Improving the recognition of borderline personality disorder
Using questionnaires and identifying a gate criterion may lead to an earlier diagnosis
Screening for BPD as part of your diagnostic interview
An alternative approach to using self-administered questionnaires for screening is for clinicians to include questions in their evaluation as part of a psychiatric review of systems. When conducting a diagnostic interview, clinicians typically screen for disorders that are comorbid with the principal diagnosis by asking about the comorbid disorders’ necessary features or “gate criteria.” For example, in a patient with a principal diagnosis of MDD, the clinician would inquire about the presence of panic attacks, excessive worry, or substance use to screen for the presence of panic disorder, generalized anxiety disorder, or a substance use disorder. In contrast, for polythetically defined disorders such as BPD, there is no single gate criterion, because the disorder is diagnosed based on the presence of at least 5 of 9 criteria and no single one of these criteria is required to be present to establish the diagnosis.

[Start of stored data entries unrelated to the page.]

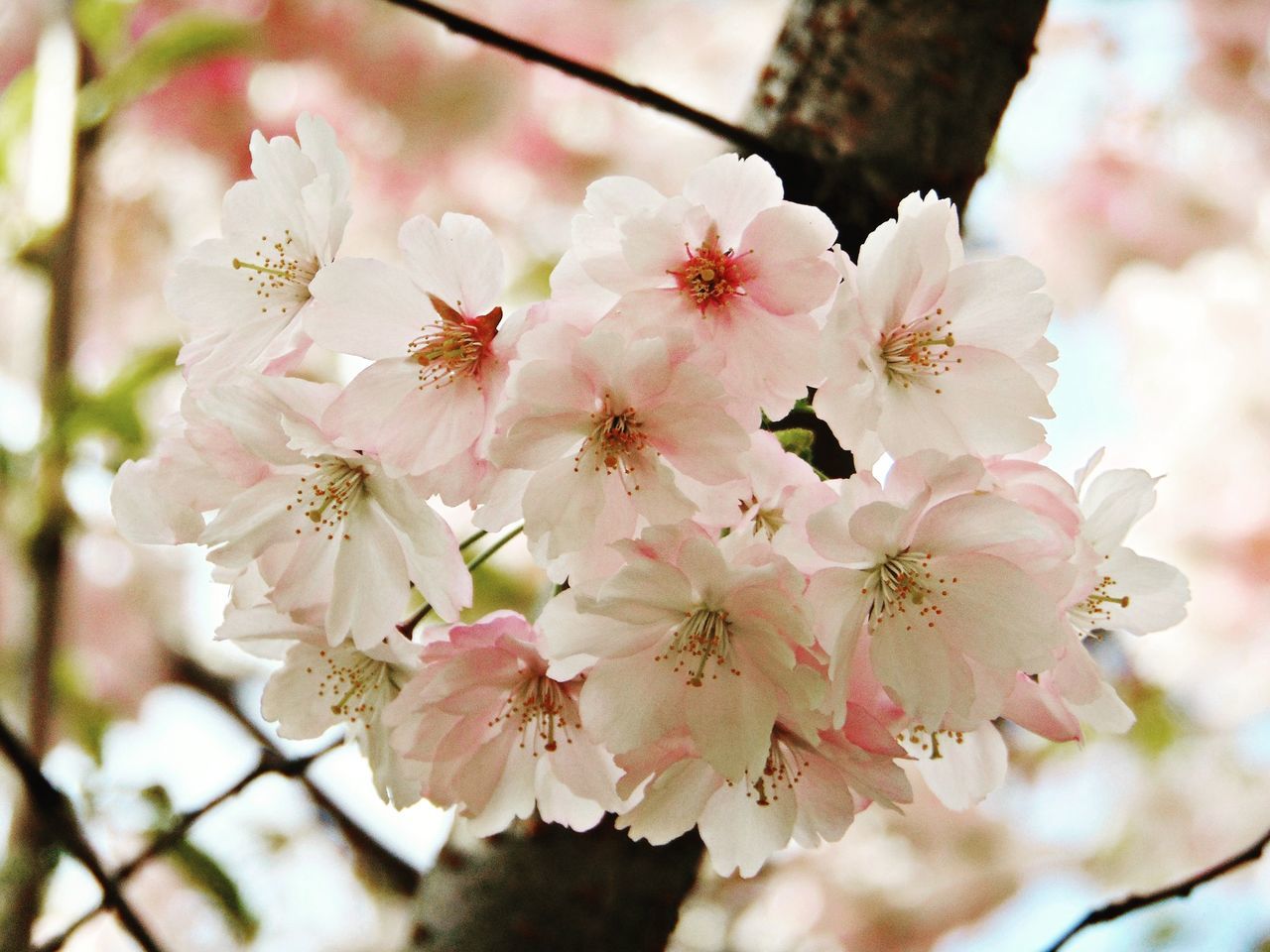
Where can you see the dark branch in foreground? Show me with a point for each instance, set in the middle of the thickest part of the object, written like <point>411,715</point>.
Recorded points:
<point>1179,890</point>
<point>380,862</point>
<point>176,833</point>
<point>643,95</point>
<point>55,812</point>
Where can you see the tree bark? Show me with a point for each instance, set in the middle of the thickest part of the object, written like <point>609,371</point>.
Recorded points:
<point>865,102</point>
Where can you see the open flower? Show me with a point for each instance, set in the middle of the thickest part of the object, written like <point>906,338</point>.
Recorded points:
<point>806,791</point>
<point>353,538</point>
<point>240,298</point>
<point>434,333</point>
<point>924,350</point>
<point>604,425</point>
<point>497,735</point>
<point>728,261</point>
<point>688,639</point>
<point>930,576</point>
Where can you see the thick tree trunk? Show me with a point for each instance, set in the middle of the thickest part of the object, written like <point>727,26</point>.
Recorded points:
<point>865,100</point>
<point>869,100</point>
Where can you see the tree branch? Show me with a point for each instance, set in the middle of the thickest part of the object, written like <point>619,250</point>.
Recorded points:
<point>379,862</point>
<point>56,815</point>
<point>1179,890</point>
<point>643,95</point>
<point>177,832</point>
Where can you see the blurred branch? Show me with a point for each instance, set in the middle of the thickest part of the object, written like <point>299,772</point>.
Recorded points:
<point>380,862</point>
<point>30,861</point>
<point>270,763</point>
<point>643,95</point>
<point>1179,890</point>
<point>58,817</point>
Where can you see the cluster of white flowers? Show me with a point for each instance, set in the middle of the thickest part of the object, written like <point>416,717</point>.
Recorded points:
<point>737,643</point>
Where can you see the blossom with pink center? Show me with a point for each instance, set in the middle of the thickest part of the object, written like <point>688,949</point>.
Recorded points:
<point>771,502</point>
<point>353,538</point>
<point>434,333</point>
<point>729,261</point>
<point>807,791</point>
<point>1128,592</point>
<point>240,298</point>
<point>925,350</point>
<point>945,580</point>
<point>604,425</point>
<point>322,685</point>
<point>686,639</point>
<point>497,735</point>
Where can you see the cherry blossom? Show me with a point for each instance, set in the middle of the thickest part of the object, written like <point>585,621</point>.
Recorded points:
<point>601,425</point>
<point>354,538</point>
<point>497,735</point>
<point>1129,592</point>
<point>807,791</point>
<point>925,350</point>
<point>728,261</point>
<point>434,333</point>
<point>928,574</point>
<point>688,639</point>
<point>240,298</point>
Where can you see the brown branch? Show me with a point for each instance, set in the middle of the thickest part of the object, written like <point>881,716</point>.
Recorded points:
<point>643,95</point>
<point>1179,890</point>
<point>270,763</point>
<point>58,817</point>
<point>379,861</point>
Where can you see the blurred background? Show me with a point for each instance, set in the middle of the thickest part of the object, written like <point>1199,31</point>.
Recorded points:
<point>1133,166</point>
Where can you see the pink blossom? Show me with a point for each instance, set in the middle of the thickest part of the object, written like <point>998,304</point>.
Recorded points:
<point>353,537</point>
<point>728,261</point>
<point>690,640</point>
<point>497,735</point>
<point>437,339</point>
<point>606,425</point>
<point>807,791</point>
<point>943,579</point>
<point>240,296</point>
<point>925,350</point>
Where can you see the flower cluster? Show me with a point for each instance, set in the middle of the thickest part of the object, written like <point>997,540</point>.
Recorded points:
<point>737,643</point>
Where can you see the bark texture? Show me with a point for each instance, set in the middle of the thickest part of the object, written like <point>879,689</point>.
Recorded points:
<point>864,102</point>
<point>867,100</point>
<point>543,887</point>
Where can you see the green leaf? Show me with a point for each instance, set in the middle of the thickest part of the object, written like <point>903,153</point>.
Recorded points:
<point>103,26</point>
<point>798,440</point>
<point>84,716</point>
<point>17,103</point>
<point>181,41</point>
<point>116,411</point>
<point>208,878</point>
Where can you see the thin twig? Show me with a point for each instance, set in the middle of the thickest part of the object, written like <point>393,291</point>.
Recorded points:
<point>58,816</point>
<point>177,832</point>
<point>643,95</point>
<point>397,873</point>
<point>1179,890</point>
<point>411,624</point>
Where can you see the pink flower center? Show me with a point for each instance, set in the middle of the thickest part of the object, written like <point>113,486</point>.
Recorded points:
<point>327,494</point>
<point>711,277</point>
<point>906,592</point>
<point>452,349</point>
<point>921,348</point>
<point>280,273</point>
<point>540,710</point>
<point>703,636</point>
<point>616,438</point>
<point>356,684</point>
<point>784,769</point>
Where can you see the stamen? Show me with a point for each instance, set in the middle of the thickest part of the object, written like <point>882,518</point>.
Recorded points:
<point>702,636</point>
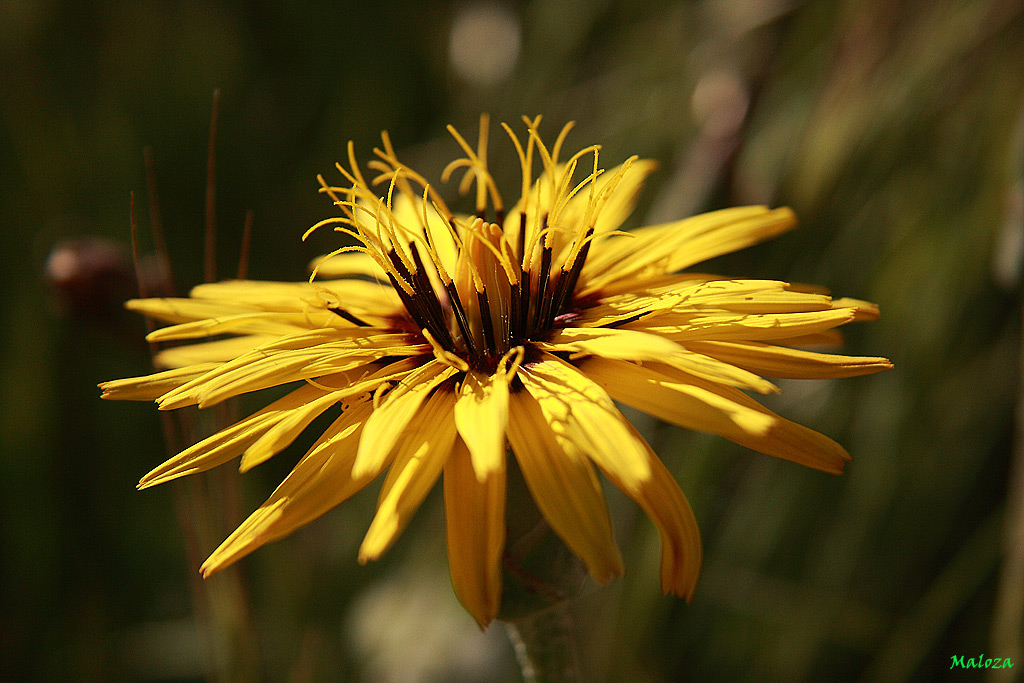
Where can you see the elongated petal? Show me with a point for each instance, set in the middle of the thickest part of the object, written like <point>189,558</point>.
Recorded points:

As part of the MIDAS project, the psychometric properties of the BPD criteria were examined to determine if it was possible to identify 1 or 2 criteria that could serve as gate criteria to screen for the disorder. If the sensitivity of 1 criterion or a combination of 2 BPD criteria was sufficiently high (ie, >90%), then the assessment of this criterion (or these criteria) could be included in a psychiatric review of systems, thus potentially improving the detection of BPD. Researchers hypothesized that affective instability, considered first by Linehan53 and later by other theorists54 to be of central importance to the clinical manifestations of BPD, could function as a gate criterion. In the sample of 3,674 psychiatric outpatients who were evaluated with a semi-structured interview, the sensitivity of the affective instability criterion was 92.8%, and the negative predictive value of the criterion was 99%.
Identifying a single BPD criterion that is present in the vast majority of patients diagnosed with BPD will allow clinicians to follow their usual clinical practice when conducting a psychiatric review of systems and inquire about the gate criteria of various disorders. Several studies have found that >90% of patients with BPD report affective instability. However, this does not mean that the diagnosis of BPD can be abbreviated to an assessment of the presence or absence of affective instability. Many patients who screen positive will not have BPD when a more definitive diagnostic evaluation is conducted. In the case of BPD, the more costly definitive diagnostic procedure simply entails inquiry of the other diagnostic criteria.